Se for um estádio mais audacioso, com capacidade mediana, lugares VIPs, instalações confortáveis, voltamos à problemática do item anterior: o negócio somente se viabiliza com uma parceria com investidores/operadores externos. Que, em um espaço com limitações de público (não dá para imaginar nada acima de 30 mil naquele espaço, talvez 20 mil já seja difícil), tenderão a ser ainda mais exigentes em suas premissas.
Se for um estádio mais modesto, desses em que se pode sonhar erguer com recursos próprios e parcerias pontuais, o risco é algo tão arraigado à alma rubro-negra: a dificuldade de se comprometer com projetos de longo prazo e que sobrevivam à alternância de poder no clube.
Vejam o caso do CT Ninho do Urubu, um projeto iniciado em 1984, com a compra do terreno. De lá para cá, o Flamengo já tentou de tudo: vendeu pulseirinhas, tijolos, pegou patrocínio com a AMBEV, cedeu o Morro da Viúva e a obra continua inconclusa e sem previsão de avançar. Sem entrar no mérito do acerto ou não, há poucos dias o clube decidiu remanejar recursos antes reservados para o centro de treinamento (o valor pago pela cessão do Morro da Viúva) para pagar salários. Isso mostra uma crônica incapacidade de se ater a projetos que se sobreponham às dificuldades cotidianas.

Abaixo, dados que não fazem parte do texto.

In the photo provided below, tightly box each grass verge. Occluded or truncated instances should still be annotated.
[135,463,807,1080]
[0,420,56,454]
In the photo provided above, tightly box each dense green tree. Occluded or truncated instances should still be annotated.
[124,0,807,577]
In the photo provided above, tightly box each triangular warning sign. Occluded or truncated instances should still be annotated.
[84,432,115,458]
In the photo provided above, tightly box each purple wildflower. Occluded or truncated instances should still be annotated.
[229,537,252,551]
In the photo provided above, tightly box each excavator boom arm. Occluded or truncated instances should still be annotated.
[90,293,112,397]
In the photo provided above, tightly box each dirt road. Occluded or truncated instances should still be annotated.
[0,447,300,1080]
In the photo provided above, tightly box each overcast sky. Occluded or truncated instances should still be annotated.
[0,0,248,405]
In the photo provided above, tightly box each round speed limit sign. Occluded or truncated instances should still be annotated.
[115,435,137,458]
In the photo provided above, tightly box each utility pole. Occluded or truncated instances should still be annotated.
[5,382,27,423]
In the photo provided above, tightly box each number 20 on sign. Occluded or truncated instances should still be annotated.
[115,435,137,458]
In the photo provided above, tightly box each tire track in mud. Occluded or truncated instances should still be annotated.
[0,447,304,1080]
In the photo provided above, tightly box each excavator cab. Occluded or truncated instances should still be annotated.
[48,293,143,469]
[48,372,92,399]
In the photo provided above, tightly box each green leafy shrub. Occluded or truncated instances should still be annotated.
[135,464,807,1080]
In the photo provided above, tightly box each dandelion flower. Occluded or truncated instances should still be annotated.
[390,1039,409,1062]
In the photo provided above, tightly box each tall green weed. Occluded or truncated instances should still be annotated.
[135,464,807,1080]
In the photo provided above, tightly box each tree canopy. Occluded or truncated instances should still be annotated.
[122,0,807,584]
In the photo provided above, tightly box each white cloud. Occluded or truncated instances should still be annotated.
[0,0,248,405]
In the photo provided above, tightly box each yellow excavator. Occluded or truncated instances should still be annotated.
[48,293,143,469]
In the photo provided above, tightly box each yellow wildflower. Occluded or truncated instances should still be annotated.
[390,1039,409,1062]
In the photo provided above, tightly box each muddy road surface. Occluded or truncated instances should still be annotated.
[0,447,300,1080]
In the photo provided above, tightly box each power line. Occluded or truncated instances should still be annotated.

A pergunta, portanto, é inevitável: como um clube que em quase 30 anos não consegue concluir um mero centro de treinamento orçado em apenas alguns milhões de reais, conseguirá levar adiante uma reformulação de seu estádio, que custará dezenas ou centenas de milhões e atravessará mais de um mandato? As idiossincrasias rubro-negras, tão latentes e pulsantes, são postas de lado para dar lugar ao mais puro wishful thinking.
RESUMINDO
Enfim, emoções, sonhos e desejos vão dominando um debate onde deveria prevalecer a racionalidade econômico-financeira. Temos seis meses para avaliarmos com critérios objetivos os desdobramentos dos ajustes firmados com o Consórcio e projetar a melhor rentabilidade possível. O assunto é sério e não é o caso de reduzi-lo a um clima de Fla x Flu.